Can Cladders finds O'Hagan balancing his arch musical tendencies with a
bounce and sway nearly absent from its largely rhythmless predecessor.
"Winter's Day", a blithely told tale of an art theft, opens with a
clop-clop canter before giving way to multi-tracked female voices vamping the
titular phrase over jazz guitar and rolling piano. It's as close to blue-eyed
soul as O'Hagan gets, and, along with the cooed doo-wop chorus of "Clarion
Union Hall", suggests his appreciation for the willowy R&B
of Scritti Politti. Similarly, the ska-inflected verses of
"Honeytrop" give way to the ethereal strings of its chorus, and on
"Bacaroo", a lonely, minimalist organ swing periodically emerges from
its gossamer surroundings, only to quickly disappear again.
O'Hagan's unique lyrical approach remains intact, with each song a distinct,
finely detailed set piece.
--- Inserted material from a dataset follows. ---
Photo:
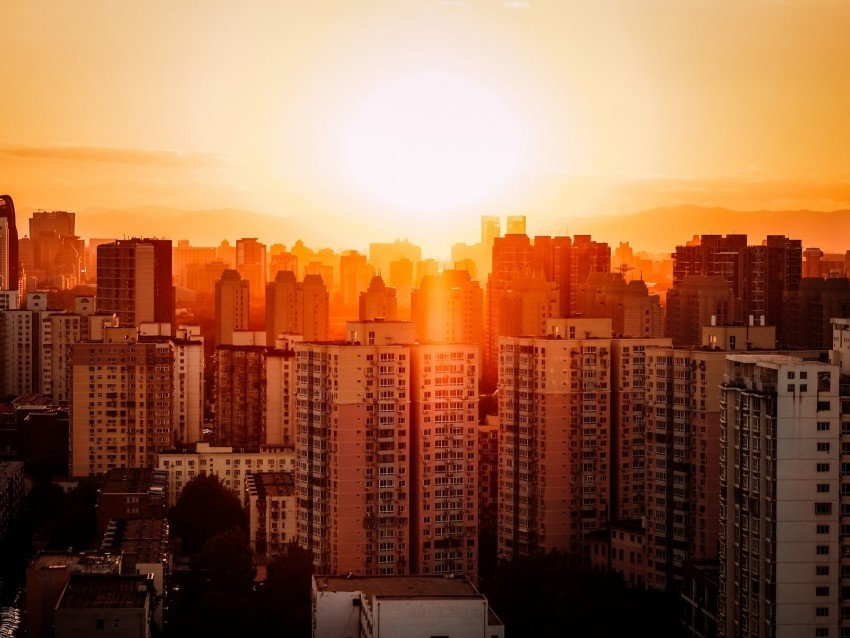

After establishing the scene of "The Old
Spring Town" with "The frost is on the ground, and the ferry's far
away," he resurrects Hawaii's touristic wanderlust with a
question: "How many times have you been to Mexico?" On "Sailing
Bells", O'Hagan's attention is drawn from the ships at sea to the sounds
around him, as well as the particular manner in which "the little rocks
lay low on the tideline." "Dorothy Ashby" is Cladders'
most affecting moment, with O'Hagan eulogizing the jazz harpist in her own
element: "Down the concrete steps and into the nightclub/ These are folk
who fare above us all/ Feel the music's sad and gentle fall."
The High Llamas share Drag City label space with the most currently prominent harpist, Joanna Newsom, whose musical ambition makes O'Hagan look like Joey Ramone in comparison. It's fitting, then, that Cladders' penultimate track is the playful singalong "Rollin'", on which O'Hagan, no longer content to stand back and observe his surroundings, steps into his own canvas and simply says "Hi" to the landscape himself. For an artist who often finds himself overthinking his craft, it's definitely a refreshing diversion.